Using reanalysis winds and satellite observations, more than 2200 48-hour trajectories were generated within the stratocumulus cloud deck of the Northeast Pacific during summer from 2018 to 2021. Each trajectory represents the history of an air mass moving through a marine cloud environment, carrying with it information about temperature, humidity, aerosols, and cloud properties.

Left: Example satellite snapshot of clouds over the Northeast Pacific Ocean. Right: Example of a 48-h Lagrangian trajectory in the same region, initialized on the same day (from the paper). As air masses move from offshore of California toward Hawaii, cloud morphology transitions from solid stratus to open- or closed-cell stratocumulus and eventually to shallow cumulus. Satellite imagery from the NASA Worldview website (last accessed 2 Feb 2026): https://worldview.earthdata.nasa.gov/
To investigate this large dataset, we focused on a set of key environmental variables known to control marine cloud behavior, such as stability of the atmosphere where the clouds form, the amount of moisture in the air above the clouds, the surface wind speed and the vertical motion (subsidence rate) of air above the clouds. We applied a statistical technique, called principal component analysis that reduces the complexity of the dataset while preserving its dominant patterns of variability.
Findings:
This analysis revealed that much of the diversity in cloud-controlling conditions can be captured by just of variation (the first two principal components from PCA), where each mode is defined by a combination of specific environmental factors. Importantly, this simplification allowed us to identify a small subset of trajectories that collectively represent the full range of observed environmental conditions. In other words, instead of running computationally expensive models for thousands of cases, researchers can focus on a few dozen selected trajectories that still span realistic cloud and aerosol variability.

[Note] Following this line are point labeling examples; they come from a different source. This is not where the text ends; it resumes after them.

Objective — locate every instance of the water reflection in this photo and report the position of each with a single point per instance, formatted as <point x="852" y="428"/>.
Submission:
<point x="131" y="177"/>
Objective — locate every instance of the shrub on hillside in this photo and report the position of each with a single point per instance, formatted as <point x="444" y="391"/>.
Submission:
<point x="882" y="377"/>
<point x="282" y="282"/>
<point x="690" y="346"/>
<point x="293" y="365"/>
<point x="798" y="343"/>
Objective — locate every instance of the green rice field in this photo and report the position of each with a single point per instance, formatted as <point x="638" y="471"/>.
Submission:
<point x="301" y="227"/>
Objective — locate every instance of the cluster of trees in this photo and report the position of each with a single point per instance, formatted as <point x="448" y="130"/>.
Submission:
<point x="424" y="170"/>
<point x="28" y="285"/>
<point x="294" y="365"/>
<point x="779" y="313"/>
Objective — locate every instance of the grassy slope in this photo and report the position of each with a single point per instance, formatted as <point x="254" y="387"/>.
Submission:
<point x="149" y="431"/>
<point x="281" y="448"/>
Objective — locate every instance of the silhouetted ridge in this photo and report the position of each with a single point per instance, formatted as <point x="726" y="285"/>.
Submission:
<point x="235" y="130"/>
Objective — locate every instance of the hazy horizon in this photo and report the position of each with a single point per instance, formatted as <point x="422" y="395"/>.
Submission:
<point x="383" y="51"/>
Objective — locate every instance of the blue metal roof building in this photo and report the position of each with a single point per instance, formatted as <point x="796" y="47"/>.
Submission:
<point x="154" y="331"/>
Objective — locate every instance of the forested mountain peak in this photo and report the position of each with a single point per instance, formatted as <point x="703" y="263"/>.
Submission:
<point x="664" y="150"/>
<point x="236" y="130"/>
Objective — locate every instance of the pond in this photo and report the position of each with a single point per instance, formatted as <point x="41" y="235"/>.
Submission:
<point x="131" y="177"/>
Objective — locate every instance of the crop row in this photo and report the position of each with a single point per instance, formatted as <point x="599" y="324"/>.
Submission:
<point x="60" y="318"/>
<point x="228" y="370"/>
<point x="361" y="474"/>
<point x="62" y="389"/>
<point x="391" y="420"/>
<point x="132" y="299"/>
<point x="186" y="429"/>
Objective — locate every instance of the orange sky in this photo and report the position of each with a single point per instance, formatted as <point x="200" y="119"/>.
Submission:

Why does this matter? High-resolution cloud models, such as large-eddy simulations, are powerful tools for studying cloud processes, but they are too expensive to run for every possible scenario. By linking these models to a representative set of observed trajectories, we can test how clouds respond to environmental and aerosol perturbations under conditions that actually occur in nature.
To demonstrate this, we selected two contrasting trajectories from the library and used them to initialize two-day, high-resolution simulations. One case featured precipitation and showed how interactions between rainfall and aerosols can accelerate cloud breakup. The other case did not precipitate and followed a more gradual cloud thinning driven by warming of the surface ocean and mixing of dry tropospheric air to boundary layer. These examples highlight how cloud responses depend strongly on the underlying environment.
This study provides a community resource. The trajectory library can be used to evaluate cloud models, explore aerosol–cloud interactions, and test proposed climate intervention strategies such as marine cloud brightening under realistic conditions. Marine clouds remain one of the largest sources of uncertainty in climate projections. Approaches that bridge observations and models, and that explicitly account for environmental variability, are essential for reducing that uncertainty. We hope this trajectory-based framework will help move the field in that direction.
Reference:
Erfani, E., Wood, R., Blossey, P., Doherty, S., & Eastman, R. (2025). Building a comprehensive library of observed Lagrangian trajectories for testing modeled cloud evolution, aerosol–cloud interactions, and marine cloud brightening. Atmos. Chem. Phys., 25, 8743-8768, doi: 10.5194/acp-25-8743-2025.
The basic model for tracking clouds and observational dataset used are available for use on zenodo.